PGD can only be used when the embryos are fertilized and grown outside of the uterus – like in IVF. The process of PGD is that the embryologist will take a biopsy of a growing embryo (usually on day 3) and remove one or two cells then usually they send it off to a lab that can test select chromosomes of those cells for a variety of genetic disorders and have the results back before the patients decide which embryos to transfer. This way you are eliminating the embryos that you know have genetic defects(not the standard 23 sets of chromosomes) and are only transferring embryos that are considered “competent” or without defects for the chromosomes tested.
Who would want to do this testing?
There are a few main reasons that a patient may elect to have PGD testing:
- It can improve the likelihood of a successful pregnancy for patients who are at risk for passing along an inherited genetic disease. This can be for something passed from either the egg or sperm.
- It can also be helpful for couples experiencing recurring miscarriages – it can rule out embryo competency as a factor for failure, or alert couples if a higher than expected number of embryos have chromosomal defects to allow for futher testing.
- It can be used to help older women select the best embryos. In patients with advanced maternal age (starting as early as our late 20s, but really making an impact after our mid-30s), we know the possibilities for chromosomal abnormalities in a woman’s eggs increases as we get older. And the older you are, the higher the risk for genetic/chromosomal defects. This is evidenced in the success rates of IVF in young women vs. older women.
- Another reason some patients may choose PGD is for family balancing – aka gender selection. Note: although this is legal in the United States, many other countries do not allow PGD for gender selection.
PGD cannot guarantee success. And because it generally tests only about 5 sets of chromosomes that provide the greatest risk for defects, there still are risks for other genetic defects that may be incompatible with life, or result in a baby with health issues. Often, even if PGD testing is done, the pregnant patient may be counseled to considered CVS or amnio as part of routine pregnancy screening.
So, while older patients (who are at higher risk that their eggs that could result in chromosomal abnormalities) may see somewhat higher success rates by using PGD, when using young donor eggs, the success rates may actually drop slightly. Ask your clinic if they keep statistics on patients similar to you who use PGD vs. those who do not – this may help with your decision making.

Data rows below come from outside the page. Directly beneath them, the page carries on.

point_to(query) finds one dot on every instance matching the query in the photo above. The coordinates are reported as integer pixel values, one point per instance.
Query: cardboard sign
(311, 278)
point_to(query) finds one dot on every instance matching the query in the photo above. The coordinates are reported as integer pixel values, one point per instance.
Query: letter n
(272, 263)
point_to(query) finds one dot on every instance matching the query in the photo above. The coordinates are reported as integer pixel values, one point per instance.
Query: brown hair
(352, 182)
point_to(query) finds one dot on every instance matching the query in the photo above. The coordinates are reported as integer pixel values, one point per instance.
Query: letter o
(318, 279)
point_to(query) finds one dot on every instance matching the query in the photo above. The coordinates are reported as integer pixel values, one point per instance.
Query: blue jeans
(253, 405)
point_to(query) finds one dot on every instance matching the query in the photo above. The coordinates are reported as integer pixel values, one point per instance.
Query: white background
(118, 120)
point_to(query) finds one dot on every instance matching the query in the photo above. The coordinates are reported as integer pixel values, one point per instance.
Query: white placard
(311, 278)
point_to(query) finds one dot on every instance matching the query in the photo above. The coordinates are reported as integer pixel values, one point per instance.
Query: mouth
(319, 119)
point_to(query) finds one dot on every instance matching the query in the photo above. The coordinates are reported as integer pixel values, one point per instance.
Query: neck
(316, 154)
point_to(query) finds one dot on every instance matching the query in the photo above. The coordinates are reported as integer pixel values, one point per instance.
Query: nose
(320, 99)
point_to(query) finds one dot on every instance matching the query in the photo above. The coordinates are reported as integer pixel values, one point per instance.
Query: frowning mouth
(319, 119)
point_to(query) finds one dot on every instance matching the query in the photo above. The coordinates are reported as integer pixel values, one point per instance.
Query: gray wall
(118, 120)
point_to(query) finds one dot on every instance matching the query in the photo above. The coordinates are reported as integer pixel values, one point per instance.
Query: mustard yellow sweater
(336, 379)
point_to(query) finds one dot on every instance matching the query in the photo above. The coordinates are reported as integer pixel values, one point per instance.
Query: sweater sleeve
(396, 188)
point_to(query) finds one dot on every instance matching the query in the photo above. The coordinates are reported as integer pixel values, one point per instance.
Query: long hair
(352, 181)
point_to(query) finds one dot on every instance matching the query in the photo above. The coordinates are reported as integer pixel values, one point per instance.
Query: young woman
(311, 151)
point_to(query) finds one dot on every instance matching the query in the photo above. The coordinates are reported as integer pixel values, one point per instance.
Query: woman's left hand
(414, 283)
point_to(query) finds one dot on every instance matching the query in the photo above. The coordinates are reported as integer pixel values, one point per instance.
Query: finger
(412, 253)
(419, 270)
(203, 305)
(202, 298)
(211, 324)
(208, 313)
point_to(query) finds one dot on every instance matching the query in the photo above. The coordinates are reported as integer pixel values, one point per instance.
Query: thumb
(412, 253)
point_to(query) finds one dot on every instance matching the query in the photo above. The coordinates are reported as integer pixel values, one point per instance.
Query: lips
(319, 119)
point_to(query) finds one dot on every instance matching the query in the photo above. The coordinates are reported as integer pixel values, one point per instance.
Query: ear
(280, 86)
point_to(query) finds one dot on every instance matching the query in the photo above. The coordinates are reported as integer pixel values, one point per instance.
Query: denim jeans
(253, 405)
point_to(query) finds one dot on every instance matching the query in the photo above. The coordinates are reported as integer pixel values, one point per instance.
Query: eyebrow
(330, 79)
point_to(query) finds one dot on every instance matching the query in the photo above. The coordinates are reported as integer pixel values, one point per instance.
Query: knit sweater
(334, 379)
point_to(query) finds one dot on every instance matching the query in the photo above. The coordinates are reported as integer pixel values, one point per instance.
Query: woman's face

Sounds surprising, right? The reality is that there can be a small number of embryos that do not survive the biopsy and will be lost in the process. Additionally, there can be cases of misdiagnosis (where it is unclear whether the embryo is competent or may appear to be abnormal). Some reserachers even suggest that a day 3 embryo may show chromosomal issues that perhaps would be able to self-correct – but there is very little data to date to support this theory. Additionally, there is some evidence that would suggest a PGD embryo may have a slightly lower likelihood of implantation compared to an embryo that has not been biopsied.
Often cost can be a significant consideration in deciding whether to do PGD testing. In the US, PGD testing can cost around $4000 -$5000 or more (depending on which set of chromosomes are tested), in Europe the costs start around $2000 and increase depending on the number of embryos tested and what testing is done. This can add a significant expense to an IVF cycle – so it is important to understand the risks and benefits for your specific case.
For all of these reasons, PGD is a procedure that should be discussed with your RE (reproductive doctor) so that together you can come up with the best plan for your particular case and circumstances.